With the recent rate cut (not sure if this will affect mortgage rates much), I have started thinking about my mortgage. Here are the details:

5 year fixed at 3.63% with Tangerine.

Remaining balance : approx 64K

Bi weekly payment : $850

At this rate and payment sched, I should be paid off by February of 2018.

Refinance date coming in Sep 2017.

My wife and I have been aggressive with this, at the current schedule we will have paid off our house in 12 years (original amount was 168K), we will both be 38 when it is paid. We have increased payments when we could and ING used to let you adjust the rate down if it had fallen for no fee, of course a new 5 year term kicked in. At this point, my wife and I are not ready to increase payments, we have what we consider a nice mix of accelerated mortgage payments and investing going on. So my question is, not knowing what fees may be involved, is there a way to rework this to get out from under the mortgage significantly sooner? Only requirement is that our bi weekly payments stay the same.


----------



## Gimme the Green (Feb 4, 2014)

I've been playing around with my mortgage schedule, plugging in some numbers. Refinancing to a lower rate at this point in the game is not really gaining me a whole lot time wise or cash wise. I have no idea what fees are to refinance so that would eat into the savings as well. Might just be better to stay the course. I might call tangerine and threaten them with a move and see if I can shake them down for anything.....


----------



## My Own Advisor (Sep 24, 2012)

Paying down the mortgage is important, for sure, but if you're already making some lump sum payments (even at that rate), consider taking some cash and investing it.
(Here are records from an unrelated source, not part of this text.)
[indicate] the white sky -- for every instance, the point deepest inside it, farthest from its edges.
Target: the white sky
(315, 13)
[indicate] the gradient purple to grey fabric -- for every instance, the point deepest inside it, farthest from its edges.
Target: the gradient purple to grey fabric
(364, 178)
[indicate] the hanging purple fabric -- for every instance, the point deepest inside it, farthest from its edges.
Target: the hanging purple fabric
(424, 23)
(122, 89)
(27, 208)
You can likely (although nothing is guaranteed) to get a better rate of return than 3.7% from your equity investments over the next 3 years (until 2018).

A balance of $64k isn't too much left given you've already killed of $100k. Well done by the way


----------



## Gimme the Green (Feb 4, 2014)

My Own Advisor said:


> Paying down the mortgage is important, for sure, but if you're already making some lump sum payments (even at that rate), consider taking some cash and investing it.
> 
> You can likely (although nothing is guaranteed) to get a better rate of return than 3.7% from your equity investments over the next 3 years (until 2018).
> 
> A balance of $64k isn't too much left given you've already killed of $100k. Well done by the way


Thanks, really looking forward to getting the house paid off. Just like getting a huge raise at work! We invest regularly as well (e-series), buying automatically on payday. You are right about the investment returns, we both just can't wait to be totally debt free (house is our only debt).


----------



## Mortgage u/w (Feb 6, 2014)

you can certainly get a better rate than 3.63% today - a three year rate can easily be found at 2.69% which is 1 per cent less than your current rate. But given the time you have left and the fact you do not intend to borrow more funds nor increase the time remaining to pay off the mortgage, its not worth the effort to break your mortgage now. Stay on course - or increase your payments a little more so you that you can be debt free at the same time your mortgage term is due.


----------



## CrashTestSnoopy (Jan 21, 2015)

I agree, it's not worth to break it especially with 64k left. You're getting most of it back in the end anyways when you decide to sell. Also, I know you want to be debt free but just keep in mind we are never totally debt free as we have to pay property taxes each year regardless whether the mortgage is paid off or not. There is no free lunch. We can reduce our liabilities as much as possible but there is always an underlying hand in our pockets. Also, 3.63 is not as bad with the mortgage remaining and if your investments can earn more than that, you can think about allocating additional payments to investments instead. If you want to play it safe, then by all means pay down the mortgage.


----------



## CharlesF.Donahue (Jan 7, 2015)

A mortgage can be mentioned in a variety of altered ways, generally known as a home loan. Some people refer to a mortgage as a lien, which is the total money a debtor owes on a property. Increase your payment so that you can debt free easily.


----------